We all want patients/consumers to have the information they need for reducing their risk of getting breast cancer as well as to be empowered with information so they can embark on shared decision-making with their oncology treatment team. Enabling consumers to get a genetic testing kit for self-collection, with results sent to their home, has now happened, courtesy of the FDA.
This direct-to-consumer issue is serious because ramifications can include unwise decisions that were based on limited information. Given this level of access, patients may assume that if their test is negative for a breast cancer gene mutation, they have no risk of getting cancer; or if their test is positive, that they are doomed to get several types of cancer. So we need to caution our patients about traveling this direct-to-consumer road.

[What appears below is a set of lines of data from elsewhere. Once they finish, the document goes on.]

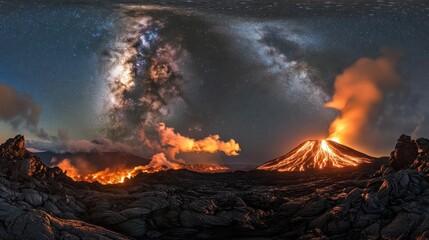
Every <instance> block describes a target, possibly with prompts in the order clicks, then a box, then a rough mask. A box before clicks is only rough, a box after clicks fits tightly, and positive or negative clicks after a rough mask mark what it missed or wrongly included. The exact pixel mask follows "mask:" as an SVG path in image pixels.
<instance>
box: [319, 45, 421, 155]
mask: <svg viewBox="0 0 429 240" xmlns="http://www.w3.org/2000/svg"><path fill="white" fill-rule="evenodd" d="M402 59H403V54H402V53H400V52H399V51H397V50H394V49H390V48H382V49H381V56H379V57H377V58H375V59H371V58H360V59H358V60H357V61H356V62H355V63H354V64H353V65H351V66H350V67H348V68H346V69H345V70H344V71H343V73H342V74H340V75H338V76H337V77H336V80H335V92H334V95H333V97H332V100H331V101H330V102H328V103H326V106H327V107H329V108H333V109H337V110H339V112H340V113H339V116H338V117H337V118H336V119H335V120H334V121H333V122H332V124H331V126H330V135H329V138H331V139H334V140H338V141H339V142H341V143H344V144H346V145H349V146H353V147H355V148H357V149H361V150H366V151H367V152H370V153H375V154H378V153H380V149H382V146H383V145H384V144H385V140H386V139H389V138H390V139H395V137H394V136H397V135H398V134H400V133H401V132H405V133H411V132H414V134H416V131H418V129H419V126H420V125H421V119H420V118H419V117H418V115H416V112H414V113H413V112H408V111H407V110H406V109H407V108H405V107H404V106H409V105H410V101H413V100H412V98H410V96H409V92H408V89H407V81H406V79H404V78H403V76H402V75H401V72H400V63H401V60H402ZM416 126H417V127H416Z"/></svg>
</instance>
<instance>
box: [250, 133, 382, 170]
mask: <svg viewBox="0 0 429 240" xmlns="http://www.w3.org/2000/svg"><path fill="white" fill-rule="evenodd" d="M373 159H374V158H373V157H370V156H368V155H366V154H364V153H361V152H358V151H356V150H354V149H352V148H349V147H347V146H344V145H342V144H339V143H337V142H334V141H331V140H309V141H306V142H303V143H301V144H300V145H298V147H296V148H295V149H293V150H292V151H290V152H289V153H288V154H286V155H284V156H281V157H279V158H276V159H274V160H272V161H269V162H267V163H265V164H263V165H261V166H259V167H258V169H259V170H270V171H279V172H290V171H306V170H309V169H325V168H343V167H351V166H358V165H359V164H362V163H370V162H371V161H372V160H373Z"/></svg>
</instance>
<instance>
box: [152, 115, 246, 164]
mask: <svg viewBox="0 0 429 240" xmlns="http://www.w3.org/2000/svg"><path fill="white" fill-rule="evenodd" d="M157 131H158V134H159V136H160V144H161V146H162V147H163V148H164V149H165V150H166V152H167V153H168V155H169V156H170V157H171V158H172V159H175V156H176V154H178V153H179V152H207V153H215V152H223V153H225V154H226V155H227V156H237V155H238V152H239V151H240V150H241V149H240V145H239V144H238V143H237V142H236V141H235V140H234V139H230V140H229V141H227V142H224V141H221V140H220V136H219V135H210V136H208V137H206V138H203V139H201V140H195V139H193V138H189V137H185V136H182V135H181V134H179V133H176V132H175V131H174V128H170V127H167V126H166V125H165V124H164V123H160V124H159V125H158V129H157Z"/></svg>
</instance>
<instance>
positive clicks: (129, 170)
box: [57, 154, 229, 184]
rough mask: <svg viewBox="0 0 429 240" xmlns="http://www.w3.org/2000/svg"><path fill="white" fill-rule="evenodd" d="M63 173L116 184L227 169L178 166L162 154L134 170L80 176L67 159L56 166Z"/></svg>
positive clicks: (65, 159)
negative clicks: (163, 173) (173, 172)
mask: <svg viewBox="0 0 429 240" xmlns="http://www.w3.org/2000/svg"><path fill="white" fill-rule="evenodd" d="M57 166H58V167H59V168H61V169H62V170H63V171H65V172H66V175H67V176H69V177H71V178H72V179H73V180H75V181H86V182H99V183H101V184H116V183H123V182H124V181H125V179H130V178H132V177H135V176H136V175H138V174H139V173H155V172H160V171H165V170H169V169H172V170H178V169H187V170H191V171H195V172H206V173H214V172H225V171H228V170H229V168H228V167H225V166H217V165H199V164H189V165H186V164H180V163H174V162H170V161H168V160H167V159H166V158H165V155H164V154H156V155H155V156H154V157H153V158H152V161H151V162H150V163H149V164H147V165H144V166H136V167H134V168H125V169H119V170H112V169H110V168H106V169H104V170H102V171H99V172H96V173H90V174H81V173H79V171H78V169H77V168H75V167H74V166H73V165H72V164H71V163H70V161H69V160H68V159H64V160H63V161H61V162H60V163H59V164H58V165H57Z"/></svg>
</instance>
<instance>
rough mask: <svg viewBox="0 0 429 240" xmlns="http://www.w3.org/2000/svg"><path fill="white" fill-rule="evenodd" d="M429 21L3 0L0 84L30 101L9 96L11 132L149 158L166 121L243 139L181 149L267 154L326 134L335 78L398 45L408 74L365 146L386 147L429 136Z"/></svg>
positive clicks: (387, 98)
mask: <svg viewBox="0 0 429 240" xmlns="http://www.w3.org/2000/svg"><path fill="white" fill-rule="evenodd" d="M52 2H55V3H52ZM428 29H429V4H428V3H425V1H407V3H403V2H402V1H393V0H390V1H383V0H380V1H363V0H362V1H292V0H290V1H272V0H267V1H261V0H255V1H244V0H240V1H214V0H205V1H51V2H49V1H36V2H33V3H22V2H19V1H16V2H14V1H0V84H1V85H0V92H1V91H2V90H1V89H2V88H1V86H2V85H3V86H4V87H3V91H8V93H9V95H13V96H14V101H12V102H10V103H11V104H12V105H14V106H15V105H16V106H18V105H19V106H20V108H19V109H15V108H13V107H11V106H8V107H7V106H3V107H2V106H1V105H6V104H5V103H6V101H4V103H3V104H2V103H0V120H1V121H0V140H1V141H4V140H5V139H7V138H9V137H11V136H13V135H14V134H17V133H23V134H25V135H26V137H27V139H28V140H32V141H34V143H37V142H43V143H45V144H49V143H50V142H53V141H61V139H64V138H67V139H86V140H92V139H99V138H103V139H109V140H110V141H112V142H118V143H123V144H127V145H130V146H133V147H136V146H137V147H138V146H143V147H142V152H143V155H145V154H146V155H147V157H150V156H151V154H154V153H156V151H157V149H154V147H153V146H152V145H151V143H153V142H154V141H156V136H155V135H156V131H155V130H154V129H155V128H156V126H157V124H159V123H165V124H166V125H167V126H168V127H172V128H174V129H175V131H176V132H177V133H180V134H181V135H183V136H187V137H190V138H194V139H202V138H205V137H206V136H209V135H215V134H217V135H219V136H220V138H221V139H222V140H225V141H228V140H229V139H234V140H235V141H236V142H237V143H239V144H240V148H241V152H240V154H239V155H238V156H233V157H232V156H226V155H224V154H222V153H219V154H214V155H213V154H210V155H207V156H206V155H204V156H203V155H195V154H192V153H189V154H184V155H183V156H181V157H182V158H184V159H190V161H198V158H207V159H214V161H217V162H221V163H230V164H231V163H252V164H260V163H263V162H265V161H267V160H271V159H273V158H275V157H278V156H280V155H283V154H285V153H286V152H288V151H289V150H291V149H292V148H293V147H295V146H296V145H297V144H299V143H300V142H302V141H304V140H307V139H320V138H325V137H327V136H328V131H329V126H330V123H331V122H332V121H333V120H334V119H335V117H337V116H338V114H339V113H338V111H336V110H334V109H329V108H326V107H325V106H324V105H325V103H326V102H328V101H330V99H331V97H332V95H333V93H334V81H335V78H336V76H337V75H338V74H341V73H342V72H343V71H344V69H346V68H347V67H349V66H350V65H352V64H353V63H354V62H356V61H357V60H358V59H360V58H363V57H366V58H377V57H378V56H379V55H380V49H381V48H384V47H389V48H392V49H395V50H397V51H400V52H401V53H402V55H403V56H404V57H403V59H402V60H401V62H400V66H399V70H398V71H399V73H400V75H401V78H402V81H403V82H404V84H403V85H402V86H401V87H400V88H399V89H395V90H394V91H390V92H386V93H385V98H384V101H383V103H382V105H381V107H380V109H379V111H377V113H376V114H374V116H372V119H371V121H370V122H369V123H368V126H367V128H368V129H372V130H371V131H368V134H367V136H366V138H363V140H362V141H363V142H362V144H361V145H362V146H364V148H365V149H362V150H365V151H366V152H368V153H371V154H374V155H385V154H388V153H389V152H390V150H391V149H392V146H393V145H394V143H395V141H396V139H397V138H398V136H399V135H400V134H402V133H406V134H410V135H413V137H420V136H423V137H424V136H426V137H428V136H429V128H428V127H427V126H428V124H426V123H427V121H429V110H428V108H427V107H426V103H427V102H428V100H429V95H428V94H427V92H428V90H429V81H428V76H429V68H428V66H429V41H427V39H429V31H428ZM9 95H8V96H9ZM5 96H6V95H5ZM0 99H1V97H0ZM17 103H19V104H17ZM17 108H18V107H17ZM28 109H33V110H34V109H38V110H40V111H39V112H37V114H32V115H31V116H30V115H29V114H28V111H29V110H28ZM2 111H3V112H4V113H2ZM34 146H35V147H37V146H40V145H37V144H34ZM45 146H46V145H45ZM193 159H194V160H193Z"/></svg>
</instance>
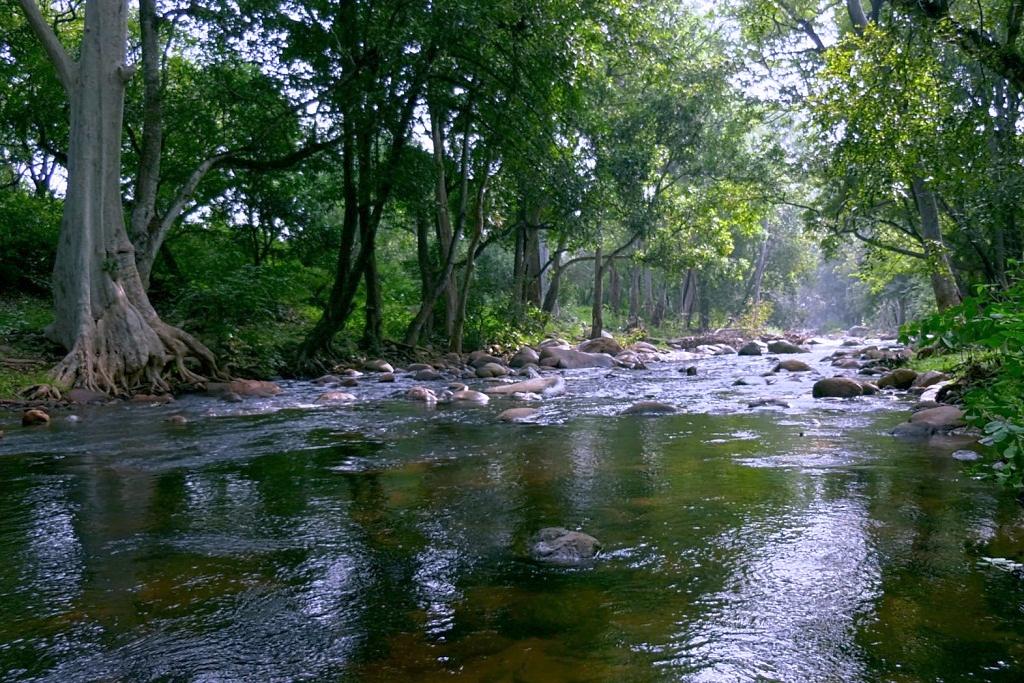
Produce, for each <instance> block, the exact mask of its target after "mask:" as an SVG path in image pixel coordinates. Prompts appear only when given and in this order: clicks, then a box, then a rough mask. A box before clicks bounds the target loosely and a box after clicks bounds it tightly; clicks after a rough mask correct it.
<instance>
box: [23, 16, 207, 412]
mask: <svg viewBox="0 0 1024 683" xmlns="http://www.w3.org/2000/svg"><path fill="white" fill-rule="evenodd" d="M19 2H20V4H22V7H23V9H24V10H25V12H26V16H27V17H28V18H29V23H30V25H31V26H32V28H33V30H34V32H35V34H36V36H37V38H38V39H39V40H40V41H41V42H42V43H43V46H44V47H45V49H46V51H47V54H48V55H49V57H50V60H51V61H52V62H53V65H54V68H55V69H56V71H57V76H58V78H59V79H60V82H61V84H62V85H63V87H65V90H66V92H67V94H68V98H69V102H70V104H71V106H70V111H71V115H70V124H71V134H70V140H69V146H68V190H67V194H66V197H65V208H63V218H62V220H61V224H60V238H59V241H58V244H57V254H56V261H55V265H54V269H53V300H54V319H53V324H52V325H51V326H50V327H49V329H48V330H47V334H48V336H49V337H50V338H51V339H53V340H54V341H55V342H57V343H59V344H61V345H62V346H63V347H65V348H67V349H68V351H69V352H68V355H67V356H65V358H63V359H62V360H61V361H60V364H59V365H58V366H57V367H56V369H55V370H54V379H55V380H56V382H57V383H58V384H60V385H66V386H73V385H74V386H84V387H87V388H90V389H95V390H99V391H104V392H108V393H117V392H130V391H132V390H134V389H135V388H137V387H138V386H140V385H147V386H148V387H150V388H151V389H157V390H166V389H167V388H169V387H168V384H167V381H166V379H165V372H166V370H167V369H168V367H169V366H170V365H171V364H174V366H175V367H176V370H177V372H178V374H179V375H180V376H181V377H182V379H184V380H185V381H189V382H200V381H202V379H203V378H202V377H200V376H199V375H198V374H196V373H194V372H191V371H190V370H189V369H187V368H186V367H185V358H187V357H189V356H191V357H196V358H198V359H199V360H200V361H201V364H202V366H203V369H204V370H207V371H211V372H216V366H215V364H214V358H213V354H212V353H210V351H209V350H208V349H207V348H206V347H205V346H203V345H202V344H201V343H199V342H198V341H197V340H196V339H194V338H193V337H190V336H189V335H187V334H185V333H184V332H182V331H181V330H178V329H177V328H174V327H171V326H169V325H166V324H165V323H163V322H162V321H161V319H160V317H159V316H158V315H157V312H156V311H155V310H154V308H153V306H152V305H151V303H150V300H148V298H147V297H146V294H145V290H144V288H143V286H142V281H141V279H140V276H139V273H138V269H137V267H136V264H135V251H134V248H133V247H132V244H131V242H130V241H129V239H128V233H127V230H126V229H125V222H124V213H123V206H122V198H121V135H122V125H123V120H124V96H125V85H126V83H127V81H128V79H130V78H131V75H132V71H133V70H132V69H130V68H128V66H127V65H126V63H125V60H126V49H127V39H128V30H127V15H128V5H127V2H126V1H125V0H88V2H86V5H85V23H84V29H83V38H82V44H81V48H80V57H79V59H78V61H74V60H73V59H72V58H71V56H70V55H69V54H68V52H67V51H66V50H65V48H63V47H62V46H61V45H60V43H59V41H58V40H57V38H56V36H55V35H54V34H53V32H52V30H51V29H50V28H49V26H48V25H47V24H46V23H45V20H44V19H43V18H42V16H41V13H40V11H39V7H38V5H36V3H35V0H19Z"/></svg>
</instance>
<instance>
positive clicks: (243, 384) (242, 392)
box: [206, 380, 281, 399]
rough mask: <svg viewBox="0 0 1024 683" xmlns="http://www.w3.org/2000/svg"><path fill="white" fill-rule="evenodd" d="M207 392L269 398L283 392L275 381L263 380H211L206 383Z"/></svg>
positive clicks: (220, 395) (279, 386)
mask: <svg viewBox="0 0 1024 683" xmlns="http://www.w3.org/2000/svg"><path fill="white" fill-rule="evenodd" d="M206 390H207V393H212V394H217V395H220V396H221V397H222V398H225V399H226V398H227V395H228V394H236V395H239V396H258V397H260V398H269V397H270V396H276V395H278V394H279V393H281V387H280V386H278V385H276V384H274V383H273V382H264V381H261V380H231V381H230V382H210V383H208V384H207V385H206Z"/></svg>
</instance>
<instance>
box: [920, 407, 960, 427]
mask: <svg viewBox="0 0 1024 683" xmlns="http://www.w3.org/2000/svg"><path fill="white" fill-rule="evenodd" d="M910 422H912V423H914V424H925V425H929V426H930V427H932V429H934V430H935V431H949V430H950V429H955V428H956V427H963V426H964V425H965V422H964V411H962V410H961V409H958V408H956V407H955V405H939V407H938V408H929V409H927V410H924V411H918V412H916V413H914V414H913V415H911V416H910Z"/></svg>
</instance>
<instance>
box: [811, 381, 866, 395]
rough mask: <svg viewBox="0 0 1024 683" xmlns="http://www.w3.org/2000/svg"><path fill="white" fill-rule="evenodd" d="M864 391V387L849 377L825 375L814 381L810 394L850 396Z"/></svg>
mask: <svg viewBox="0 0 1024 683" xmlns="http://www.w3.org/2000/svg"><path fill="white" fill-rule="evenodd" d="M863 393H864V387H862V386H861V385H860V383H859V382H857V381H856V380H852V379H850V378H849V377H827V378H825V379H823V380H818V381H817V382H815V383H814V387H813V388H812V389H811V395H813V396H814V397H815V398H852V397H854V396H860V395H863Z"/></svg>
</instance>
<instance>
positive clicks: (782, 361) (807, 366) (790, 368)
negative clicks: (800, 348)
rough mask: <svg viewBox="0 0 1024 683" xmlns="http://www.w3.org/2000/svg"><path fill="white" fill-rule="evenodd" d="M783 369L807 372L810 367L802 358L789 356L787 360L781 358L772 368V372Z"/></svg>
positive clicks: (790, 370) (773, 372) (779, 370)
mask: <svg viewBox="0 0 1024 683" xmlns="http://www.w3.org/2000/svg"><path fill="white" fill-rule="evenodd" d="M783 370H784V371H786V372H790V373H809V372H811V367H810V366H808V365H807V364H806V362H804V361H803V360H797V359H796V358H790V359H787V360H781V361H779V362H778V364H776V366H775V367H774V368H773V369H772V372H773V373H778V372H781V371H783Z"/></svg>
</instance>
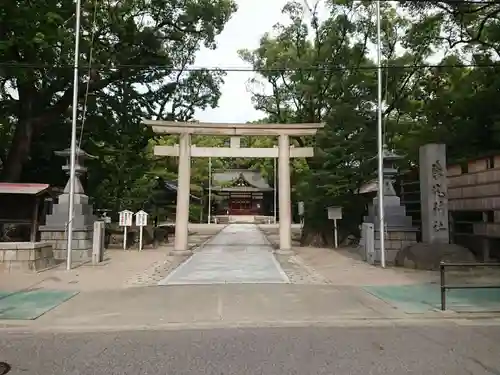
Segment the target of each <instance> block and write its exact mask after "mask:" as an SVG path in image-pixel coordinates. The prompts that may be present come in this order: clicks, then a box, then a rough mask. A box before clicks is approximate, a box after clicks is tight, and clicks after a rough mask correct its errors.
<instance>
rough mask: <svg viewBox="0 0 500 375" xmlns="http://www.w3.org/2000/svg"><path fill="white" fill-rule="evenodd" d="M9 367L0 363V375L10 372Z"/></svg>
mask: <svg viewBox="0 0 500 375" xmlns="http://www.w3.org/2000/svg"><path fill="white" fill-rule="evenodd" d="M10 369H11V367H10V365H9V364H8V363H5V362H0V375H4V374H6V373H8V372H9V371H10Z"/></svg>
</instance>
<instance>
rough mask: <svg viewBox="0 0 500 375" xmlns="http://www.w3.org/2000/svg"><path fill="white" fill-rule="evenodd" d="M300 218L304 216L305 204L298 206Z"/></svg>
mask: <svg viewBox="0 0 500 375" xmlns="http://www.w3.org/2000/svg"><path fill="white" fill-rule="evenodd" d="M297 208H298V211H299V216H304V202H302V201H301V202H299V204H298V207H297Z"/></svg>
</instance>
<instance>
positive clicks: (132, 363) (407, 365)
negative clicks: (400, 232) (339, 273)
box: [0, 324, 500, 375]
mask: <svg viewBox="0 0 500 375" xmlns="http://www.w3.org/2000/svg"><path fill="white" fill-rule="evenodd" d="M0 361H5V362H8V363H10V364H11V366H12V371H11V372H10V374H44V375H48V374H64V375H69V374H85V375H91V374H120V375H123V374H131V375H139V374H155V375H156V374H162V375H165V374H169V375H170V374H172V375H173V374H175V375H184V374H186V375H188V374H189V375H198V374H199V375H201V374H203V375H233V374H234V375H250V374H251V375H257V374H258V375H284V374H287V375H288V374H297V375H314V374H325V375H326V374H328V375H332V374H334V375H342V374H349V375H357V374H360V375H361V374H363V375H367V374H398V375H403V374H422V375H424V374H425V375H431V374H439V375H442V374H453V375H461V374H474V375H476V374H500V327H498V326H496V327H494V326H493V327H485V326H478V327H470V326H456V325H452V324H447V325H440V326H439V327H437V326H427V327H424V326H413V327H328V328H324V327H323V328H322V327H315V328H254V329H213V330H184V331H136V332H118V333H116V332H113V333H111V332H105V333H104V332H101V333H57V334H49V333H37V334H33V333H30V334H28V333H23V334H21V333H7V332H0Z"/></svg>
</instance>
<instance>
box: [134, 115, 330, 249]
mask: <svg viewBox="0 0 500 375" xmlns="http://www.w3.org/2000/svg"><path fill="white" fill-rule="evenodd" d="M143 123H144V124H145V125H148V126H151V127H152V128H153V131H154V132H155V133H159V134H179V144H178V145H175V146H155V148H154V154H155V155H156V156H178V157H179V171H178V181H177V206H176V217H175V242H174V253H175V254H179V255H180V254H186V253H190V250H189V249H188V222H189V194H190V185H191V157H205V158H208V157H212V158H241V157H247V158H278V171H279V191H278V194H279V219H280V220H279V237H280V250H291V248H292V230H291V228H292V213H291V189H290V158H308V157H312V156H313V155H314V149H313V148H312V147H291V146H290V136H296V137H300V136H306V135H315V134H316V132H317V131H318V129H321V128H323V126H324V124H322V123H310V124H225V123H221V124H218V123H198V122H175V121H157V120H143ZM192 134H203V135H213V136H224V135H226V136H231V137H232V142H231V147H221V148H220V147H197V146H195V145H191V135H192ZM244 135H253V136H276V137H278V139H279V142H278V148H275V147H273V148H242V147H240V142H239V139H240V138H239V137H241V136H244Z"/></svg>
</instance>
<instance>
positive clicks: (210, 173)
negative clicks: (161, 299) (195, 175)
mask: <svg viewBox="0 0 500 375" xmlns="http://www.w3.org/2000/svg"><path fill="white" fill-rule="evenodd" d="M211 222H212V157H209V158H208V224H210V223H211Z"/></svg>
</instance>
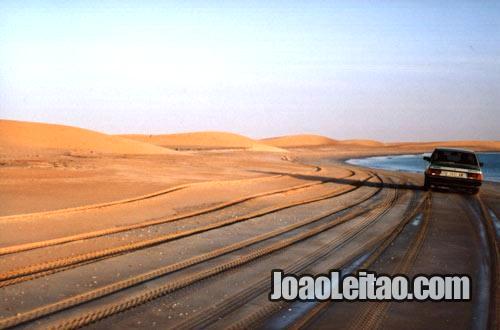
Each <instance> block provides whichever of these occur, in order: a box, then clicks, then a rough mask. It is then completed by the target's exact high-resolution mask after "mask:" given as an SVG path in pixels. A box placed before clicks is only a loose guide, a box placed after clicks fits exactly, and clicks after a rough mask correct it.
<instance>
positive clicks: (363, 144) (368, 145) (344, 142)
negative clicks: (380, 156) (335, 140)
mask: <svg viewBox="0 0 500 330" xmlns="http://www.w3.org/2000/svg"><path fill="white" fill-rule="evenodd" d="M339 144H344V145H353V146H360V147H381V146H384V145H385V143H383V142H380V141H375V140H358V139H354V140H342V141H339Z"/></svg>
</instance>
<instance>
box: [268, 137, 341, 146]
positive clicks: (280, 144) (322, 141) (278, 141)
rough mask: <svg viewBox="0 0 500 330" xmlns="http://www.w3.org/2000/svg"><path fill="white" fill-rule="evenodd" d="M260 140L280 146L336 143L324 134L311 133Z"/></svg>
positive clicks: (277, 145) (305, 145) (322, 144)
mask: <svg viewBox="0 0 500 330" xmlns="http://www.w3.org/2000/svg"><path fill="white" fill-rule="evenodd" d="M260 141H261V142H262V143H265V144H268V145H271V146H274V147H280V148H291V147H313V146H328V145H335V144H337V143H338V141H336V140H333V139H330V138H328V137H326V136H321V135H313V134H299V135H286V136H279V137H274V138H267V139H262V140H260Z"/></svg>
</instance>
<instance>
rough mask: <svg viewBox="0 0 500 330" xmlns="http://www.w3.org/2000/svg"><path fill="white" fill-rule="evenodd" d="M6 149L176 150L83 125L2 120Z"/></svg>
mask: <svg viewBox="0 0 500 330" xmlns="http://www.w3.org/2000/svg"><path fill="white" fill-rule="evenodd" d="M0 132H1V134H0V148H1V149H3V150H16V151H19V150H43V149H50V150H70V151H84V152H95V153H105V154H170V153H175V151H173V150H168V149H166V148H161V147H158V146H155V145H151V144H146V143H142V142H139V141H133V140H129V139H124V138H121V137H118V136H112V135H108V134H104V133H99V132H96V131H91V130H87V129H83V128H78V127H72V126H66V125H56V124H45V123H35V122H24V121H15V120H0Z"/></svg>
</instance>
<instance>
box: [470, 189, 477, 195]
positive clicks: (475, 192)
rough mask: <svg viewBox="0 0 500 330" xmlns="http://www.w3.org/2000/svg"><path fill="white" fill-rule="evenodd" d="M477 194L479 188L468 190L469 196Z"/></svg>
mask: <svg viewBox="0 0 500 330" xmlns="http://www.w3.org/2000/svg"><path fill="white" fill-rule="evenodd" d="M478 192H479V188H471V189H469V194H471V195H476V194H477V193H478Z"/></svg>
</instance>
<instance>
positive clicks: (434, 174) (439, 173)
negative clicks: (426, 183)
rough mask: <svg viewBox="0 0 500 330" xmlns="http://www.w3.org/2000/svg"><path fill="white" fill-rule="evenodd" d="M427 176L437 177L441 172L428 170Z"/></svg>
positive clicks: (432, 169) (428, 169)
mask: <svg viewBox="0 0 500 330" xmlns="http://www.w3.org/2000/svg"><path fill="white" fill-rule="evenodd" d="M427 174H429V175H439V174H441V170H436V169H435V168H430V169H428V170H427Z"/></svg>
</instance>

Those navigators involved with community outreach need to explain, at health fairs and other venues, that it is smarter to get genetic counseling from professional individuals certified in genetics counseling rather than taking this test as an opportunity to learn about their genetic status. The test is easy to do; the interpretation of the results is not. It would be terrible to have consumers not get a mammogram because their test was negative. Their family history, other risk factors, and lack of testing for other breast cancer genes may actually point to them being at high risk for getting breast cancer. And what do the test results mean for siblings, offspring, and other family members?
These issues illustrate why genetic testing should not be taken on single-handedly by a patient or consumer. Without professional counseling, testing should not happen.